Shimizu Yasuo, Kuwabara Hidemasa, Ono Akihiro, Higuchi Seiichi, Hisada Takeshi, Dobashi Kunio, Utsugi Mitsuyoshi, Mita Yoshinori, Mori Masatomo
Numata National Hospital, Numata City, Gunma, Japan.
Immunopharmacol Immunotoxicol. 2006;28(2):295-304. doi: 10.1080/08923970600809389.
The balance between CD4(+) T helper (Th1) lymphocytes producing interferon-gamma or Interleukin-4 (Th2) in the lungs may vary among diseases and during the progression of interstitial pneumonia (IP). Both idiopathic pulmonary fibrosis (IPF) and collagen vascular diseases (CVD) are associated with IP, but the clinical course and the response to treatment are different. Since Th1 or Th2 modulating drugs have been proven to alter the lymphocyte balance in vitro, it is important to elucidate the Th1/Th2 profile in patients with active IP. Bronchoalveolar lavage (BAL) was performed in patients who had IPF (n = 12) or CVD (n = 12) with IP, as well as in patients who had bronchoectasis and bronchopneumonia (n = 12). The CVD patients had rheumatoid arthritis (n = 6), Sjogren's syndrome (n = 2), dermatomyositis (n = 1), progressive systemic sclerosis (n = 2), and CREST syndrome (n = 1) as the underlying diseases. IP activity was evaluated by measuring serum KL-6, which is a clinically useful indicator for IP. The Th1/ Th2 balance and the CD4(+)/CD8(+) ratio were determined for lymphocytes obtained from BAL by flow cytometric analysis. In IPF patients, the CD4(+)/CD8(+) ratio was lower than in CVD patients. IPF patients showed Th2 dominance and CVD patients showed Th1 dominance when IP was active as evaluated by the serum KL-6 level. These data indicated that the Th1/Th2 balance of CD4(+) T cells in the BAL differs between active IPF and CVD, even though KL-6 is elevated in both diseases. Therefore, the Th1/Th2 profile should be investigated to determine the use of Th1/Th2 modulator therapy for active IP with elevation of KL-6.
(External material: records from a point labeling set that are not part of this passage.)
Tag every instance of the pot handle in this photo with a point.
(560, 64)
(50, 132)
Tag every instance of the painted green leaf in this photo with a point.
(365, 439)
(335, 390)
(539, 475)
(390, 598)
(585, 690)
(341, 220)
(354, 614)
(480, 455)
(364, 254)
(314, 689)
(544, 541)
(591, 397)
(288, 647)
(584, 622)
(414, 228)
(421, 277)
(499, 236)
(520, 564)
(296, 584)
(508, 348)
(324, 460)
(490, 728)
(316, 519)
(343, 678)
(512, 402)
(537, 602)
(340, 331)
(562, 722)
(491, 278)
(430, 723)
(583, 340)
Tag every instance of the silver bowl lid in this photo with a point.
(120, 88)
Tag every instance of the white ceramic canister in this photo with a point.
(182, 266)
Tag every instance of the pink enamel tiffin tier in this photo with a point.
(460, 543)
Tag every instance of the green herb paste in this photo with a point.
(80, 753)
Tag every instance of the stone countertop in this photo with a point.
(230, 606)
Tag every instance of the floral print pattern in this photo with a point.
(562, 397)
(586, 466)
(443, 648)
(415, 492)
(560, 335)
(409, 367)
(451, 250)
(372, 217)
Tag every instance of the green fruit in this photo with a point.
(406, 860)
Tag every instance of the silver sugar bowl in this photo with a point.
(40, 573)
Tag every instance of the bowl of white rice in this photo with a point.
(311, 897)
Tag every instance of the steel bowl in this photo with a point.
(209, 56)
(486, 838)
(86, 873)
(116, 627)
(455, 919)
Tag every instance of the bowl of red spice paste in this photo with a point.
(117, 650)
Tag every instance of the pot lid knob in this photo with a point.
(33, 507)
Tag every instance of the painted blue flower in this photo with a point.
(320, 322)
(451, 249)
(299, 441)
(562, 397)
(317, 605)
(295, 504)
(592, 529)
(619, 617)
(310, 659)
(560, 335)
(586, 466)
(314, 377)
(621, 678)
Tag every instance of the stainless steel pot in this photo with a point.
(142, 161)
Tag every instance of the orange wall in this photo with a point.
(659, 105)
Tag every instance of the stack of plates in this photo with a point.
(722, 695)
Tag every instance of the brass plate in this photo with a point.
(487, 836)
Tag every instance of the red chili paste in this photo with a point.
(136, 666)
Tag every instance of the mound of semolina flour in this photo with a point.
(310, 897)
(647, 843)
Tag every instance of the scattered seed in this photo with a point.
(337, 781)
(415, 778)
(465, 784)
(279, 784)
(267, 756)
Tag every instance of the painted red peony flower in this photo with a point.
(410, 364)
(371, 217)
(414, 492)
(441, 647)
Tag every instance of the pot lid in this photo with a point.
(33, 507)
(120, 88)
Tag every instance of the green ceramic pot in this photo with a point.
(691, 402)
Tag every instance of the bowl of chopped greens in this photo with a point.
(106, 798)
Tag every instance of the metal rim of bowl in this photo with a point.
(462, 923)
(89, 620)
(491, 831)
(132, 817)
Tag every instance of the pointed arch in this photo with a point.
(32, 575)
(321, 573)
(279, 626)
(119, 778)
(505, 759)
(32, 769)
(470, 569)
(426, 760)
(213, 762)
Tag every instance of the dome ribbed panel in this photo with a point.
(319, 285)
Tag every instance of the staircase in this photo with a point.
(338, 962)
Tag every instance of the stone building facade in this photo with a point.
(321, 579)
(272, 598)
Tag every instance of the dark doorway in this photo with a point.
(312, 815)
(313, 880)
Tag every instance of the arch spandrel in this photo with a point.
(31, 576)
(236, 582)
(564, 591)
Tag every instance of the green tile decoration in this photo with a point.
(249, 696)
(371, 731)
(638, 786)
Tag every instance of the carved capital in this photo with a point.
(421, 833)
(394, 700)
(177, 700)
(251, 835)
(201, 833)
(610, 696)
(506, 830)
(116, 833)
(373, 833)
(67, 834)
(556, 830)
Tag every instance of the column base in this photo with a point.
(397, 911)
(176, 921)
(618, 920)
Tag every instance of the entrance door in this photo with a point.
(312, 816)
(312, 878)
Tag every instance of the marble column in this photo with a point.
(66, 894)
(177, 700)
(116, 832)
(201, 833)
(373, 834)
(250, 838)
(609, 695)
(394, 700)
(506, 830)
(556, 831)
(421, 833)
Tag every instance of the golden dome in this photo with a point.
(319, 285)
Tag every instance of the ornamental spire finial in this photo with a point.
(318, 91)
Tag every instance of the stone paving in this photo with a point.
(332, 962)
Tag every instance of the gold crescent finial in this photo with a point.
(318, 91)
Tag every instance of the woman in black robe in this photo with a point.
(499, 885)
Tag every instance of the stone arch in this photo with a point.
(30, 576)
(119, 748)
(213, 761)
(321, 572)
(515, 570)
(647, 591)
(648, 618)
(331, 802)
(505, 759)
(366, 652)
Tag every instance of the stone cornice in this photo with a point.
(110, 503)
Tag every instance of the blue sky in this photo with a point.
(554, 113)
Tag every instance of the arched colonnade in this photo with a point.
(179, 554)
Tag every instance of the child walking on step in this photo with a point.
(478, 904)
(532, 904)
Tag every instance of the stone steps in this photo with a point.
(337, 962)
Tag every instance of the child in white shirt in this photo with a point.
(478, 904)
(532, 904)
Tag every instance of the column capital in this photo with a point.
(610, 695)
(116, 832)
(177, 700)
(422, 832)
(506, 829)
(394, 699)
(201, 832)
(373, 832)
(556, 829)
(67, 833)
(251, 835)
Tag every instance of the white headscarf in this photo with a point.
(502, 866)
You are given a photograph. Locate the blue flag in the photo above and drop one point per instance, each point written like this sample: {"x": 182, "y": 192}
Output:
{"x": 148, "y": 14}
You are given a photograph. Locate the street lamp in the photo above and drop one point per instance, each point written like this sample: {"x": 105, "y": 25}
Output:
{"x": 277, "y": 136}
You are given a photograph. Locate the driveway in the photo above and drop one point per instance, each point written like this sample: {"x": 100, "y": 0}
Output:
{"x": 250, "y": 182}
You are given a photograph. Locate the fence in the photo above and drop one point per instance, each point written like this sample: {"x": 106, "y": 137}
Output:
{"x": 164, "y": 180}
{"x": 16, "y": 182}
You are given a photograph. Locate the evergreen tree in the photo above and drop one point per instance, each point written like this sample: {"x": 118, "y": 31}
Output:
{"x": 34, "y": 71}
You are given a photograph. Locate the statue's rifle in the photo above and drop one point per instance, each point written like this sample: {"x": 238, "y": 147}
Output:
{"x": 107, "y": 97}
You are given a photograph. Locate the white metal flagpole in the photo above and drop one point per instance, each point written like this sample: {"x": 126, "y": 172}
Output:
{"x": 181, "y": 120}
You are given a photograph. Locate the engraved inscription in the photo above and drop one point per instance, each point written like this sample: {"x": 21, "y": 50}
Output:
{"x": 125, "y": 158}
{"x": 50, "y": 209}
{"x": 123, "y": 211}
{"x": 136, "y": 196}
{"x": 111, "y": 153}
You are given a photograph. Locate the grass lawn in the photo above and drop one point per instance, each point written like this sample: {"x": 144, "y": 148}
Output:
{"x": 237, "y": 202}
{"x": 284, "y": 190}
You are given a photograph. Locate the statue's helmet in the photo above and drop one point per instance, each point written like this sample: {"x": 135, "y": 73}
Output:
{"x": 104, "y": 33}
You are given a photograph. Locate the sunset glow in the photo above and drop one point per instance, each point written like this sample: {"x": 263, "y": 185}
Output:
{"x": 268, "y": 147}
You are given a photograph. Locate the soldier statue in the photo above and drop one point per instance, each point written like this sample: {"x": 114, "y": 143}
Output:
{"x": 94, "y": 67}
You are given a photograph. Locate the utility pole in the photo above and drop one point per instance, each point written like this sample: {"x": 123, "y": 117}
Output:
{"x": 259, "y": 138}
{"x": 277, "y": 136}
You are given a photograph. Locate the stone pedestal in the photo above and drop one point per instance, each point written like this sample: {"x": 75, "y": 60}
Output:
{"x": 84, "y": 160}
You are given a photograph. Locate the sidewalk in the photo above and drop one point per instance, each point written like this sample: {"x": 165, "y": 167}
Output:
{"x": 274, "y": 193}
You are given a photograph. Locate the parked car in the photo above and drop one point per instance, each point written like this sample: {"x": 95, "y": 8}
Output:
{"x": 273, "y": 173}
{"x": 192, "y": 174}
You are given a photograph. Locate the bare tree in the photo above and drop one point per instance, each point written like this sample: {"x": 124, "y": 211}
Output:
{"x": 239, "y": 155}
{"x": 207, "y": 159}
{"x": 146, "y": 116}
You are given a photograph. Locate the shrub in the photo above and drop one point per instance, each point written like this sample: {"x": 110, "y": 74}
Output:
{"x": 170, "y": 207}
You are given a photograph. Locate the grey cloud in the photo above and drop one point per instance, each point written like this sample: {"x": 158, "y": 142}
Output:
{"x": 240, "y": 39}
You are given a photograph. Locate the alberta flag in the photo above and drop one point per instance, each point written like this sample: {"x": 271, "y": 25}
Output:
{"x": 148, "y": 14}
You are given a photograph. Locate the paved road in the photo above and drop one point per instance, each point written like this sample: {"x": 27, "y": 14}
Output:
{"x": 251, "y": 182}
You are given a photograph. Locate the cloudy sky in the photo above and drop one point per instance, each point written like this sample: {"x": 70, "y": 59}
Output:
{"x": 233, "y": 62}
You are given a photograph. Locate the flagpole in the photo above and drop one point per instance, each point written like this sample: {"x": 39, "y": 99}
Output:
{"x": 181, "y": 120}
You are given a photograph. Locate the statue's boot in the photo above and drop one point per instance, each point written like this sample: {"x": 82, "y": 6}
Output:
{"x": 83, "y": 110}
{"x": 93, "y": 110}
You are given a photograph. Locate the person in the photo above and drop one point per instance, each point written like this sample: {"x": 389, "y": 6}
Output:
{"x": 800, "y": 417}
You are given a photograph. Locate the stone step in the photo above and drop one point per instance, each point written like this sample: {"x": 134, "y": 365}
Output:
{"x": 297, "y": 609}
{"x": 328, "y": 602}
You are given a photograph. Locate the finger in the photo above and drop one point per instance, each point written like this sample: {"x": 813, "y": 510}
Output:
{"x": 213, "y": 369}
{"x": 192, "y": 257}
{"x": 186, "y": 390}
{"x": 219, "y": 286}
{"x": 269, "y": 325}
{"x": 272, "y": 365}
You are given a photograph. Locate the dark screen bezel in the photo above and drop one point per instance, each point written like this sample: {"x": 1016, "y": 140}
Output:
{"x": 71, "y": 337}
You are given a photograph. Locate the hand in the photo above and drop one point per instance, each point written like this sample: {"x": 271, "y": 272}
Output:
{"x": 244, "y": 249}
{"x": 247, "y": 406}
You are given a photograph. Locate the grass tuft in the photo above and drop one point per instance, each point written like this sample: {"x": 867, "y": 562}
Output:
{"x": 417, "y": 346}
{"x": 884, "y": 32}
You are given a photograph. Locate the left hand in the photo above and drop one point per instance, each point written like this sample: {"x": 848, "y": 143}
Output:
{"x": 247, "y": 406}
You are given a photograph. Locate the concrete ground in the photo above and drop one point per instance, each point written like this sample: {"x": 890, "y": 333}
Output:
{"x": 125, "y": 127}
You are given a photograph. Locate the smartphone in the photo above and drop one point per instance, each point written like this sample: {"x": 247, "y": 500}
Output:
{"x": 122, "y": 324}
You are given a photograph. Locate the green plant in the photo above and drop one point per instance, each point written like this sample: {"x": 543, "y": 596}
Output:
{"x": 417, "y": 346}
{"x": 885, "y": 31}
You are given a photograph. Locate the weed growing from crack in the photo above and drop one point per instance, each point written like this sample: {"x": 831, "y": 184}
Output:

肺部产生干扰素-γ的CD4(+)辅助性T(Th1)淋巴细胞和产生白细胞介素-4的(Th2)淋巴细胞之间的平衡在不同疾病以及间质性肺炎(IP)进展过程中可能有所不同。特发性肺纤维化(IPF)和胶原血管疾病(CVD)均与IP相关,但临床病程和对治疗的反应有所不同。由于已证实Th1或Th2调节药物在体外可改变淋巴细胞平衡,因此阐明活动性IP患者的Th1/Th2特征很重要。对患有IPF(n = 12)或伴有IP的CVD(n = 12)的患者以及患有支气管扩张和支气管肺炎的患者(n = 12)进行了支气管肺泡灌洗(BAL)。CVD患者的基础疾病包括类风湿性关节炎(n = 6)、干燥综合征(n = 2)、皮肌炎(n = 1)、进行性系统性硬化症(n = 2)和CREST综合征(n = 1)。通过测量血清KL-6评估IP活动,血清KL-6是IP的一项临床有用指标。通过流式细胞术分析从BAL获得的淋巴细胞,确定Th1/Th2平衡和CD4(+)/CD8(+)比值。在IPF患者中,CD4(+)/CD8(+)比值低于CVD患者。根据血清KL-6水平评估,当IP处于活动期时,IPF患者表现为Th2优势,CVD患者表现为Th1优势。这些数据表明,尽管两种疾病中KL-6均升高,但活动性IPF和CVD患者BAL中CD4(+) T细胞的Th1/Th2平衡有所不同。因此,对于KL-6升高的活动性IP,应研究Th1/Th2特征以确定Th1/Th2调节剂疗法的使用。